A few days ago, I considered doing a short post about Woods' extramarital affairs, if only because of the way these stories about celebrities' and politicians' sex lives are so omnipresent. That is, I like how he asserted in his recent statement to the press that it's nobody but his and his wife's business; I didn't like how he kept apologizing to everybody. But I let the moment pass. It just didn't seem like that big of a deal.

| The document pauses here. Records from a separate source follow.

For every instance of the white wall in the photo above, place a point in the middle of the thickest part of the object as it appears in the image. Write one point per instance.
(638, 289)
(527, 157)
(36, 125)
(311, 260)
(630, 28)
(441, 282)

Then I noticed the above linked AlterNet essay. It reminded me of another essay I read at CounterPunch a couple years back about the Michael Richards n-word scandal. It was just one sentence, really. Something to the effect of "because the progress of US race relations is in a state of stagnation or even reversal, word games take the place of actual debate and dialogue." That is, while deeply offensive, Richards' verbal attack on African-American hecklers is nothing compared to the hard core poverty and urban despair suffered by millions of blacks everyday in the US. But the corporate media don't report on that. Instead, they went wild for a few weeks over the stupid statements of a celebrity in a comedy club.

I already know that the mass media, of both news and entertainment varieties, serve a diversionary function in terms of American political life. That is, like the ancient "bread and circuses" of ancient Rome, if the people are fed and entertained, they're not so concerned with what the government is doing. But I'm starting to see that it's more complicated than simple diversion. Even though most Americans are unable to articulate exactly why, it is clear that people are experiencing great discomfort with the affairs of their nation. They long for justice, but are so ill-informed that they're not quite sure where the injustice they hate actually resides, don't really know where to direct their ire.

And the corporate media appear to be hyper-aware of this. Consequently, they feed us an endless stream of relatively minor transgressors and transgressions to be dealt with in the court of public opinion. Sexual injustice is a favorite, and the bigger the celebrity or politician, the better. But there's also that big cunt on Headline News, Nancy Grace, and her chest-thumping over kidnappers, sexual abusers, and child-killers. There's NBC "news" in the form of the most evil reality show ever, To Catch a Predator. Yes, sexual predators and child-killers are very bad, but when compared to bombing thousands of children in Iraq and Afghanistan, compared to millions of Americans nervously existing without health insurance, compared to hundreds of billions of tax dollars simply handed over to crooked banking institutions, well, it's all a sliding scale, of course, but, you know, they should put the pedophiles in the metro section, not on the front page.

I mean, compare the media festival in the late 90s over President Clinton receiving a blowjob from an intern to the dearth of reports on how President Bush stole the 2000 election, or lied us into the Iraq war. The news media feed us bullshit to satisfy our longing for justice, allowing the greatest injustices to go unexamined.

And that's what the Tiger Woods adultery scandal is really about. The actual event, a great athlete screwing around on his wife, while important to the participants, is utterly unimportant to everybody else. But the corporate media play it like it was Watergate or something. I'm not sure if shit like this does anything to make people feel better about their intense unease with current affairs, but it does successfully divert their attention from matters far, far, far more important.

It would be an interesting thought experiment to compare the number of conversations you've had about Woods' philandering to the number of conversations you've had about Dick Cheney admitting on national television that he personally approved of waterboarding prisoners of war. I know I've talked more about Tiger, myself. What about you?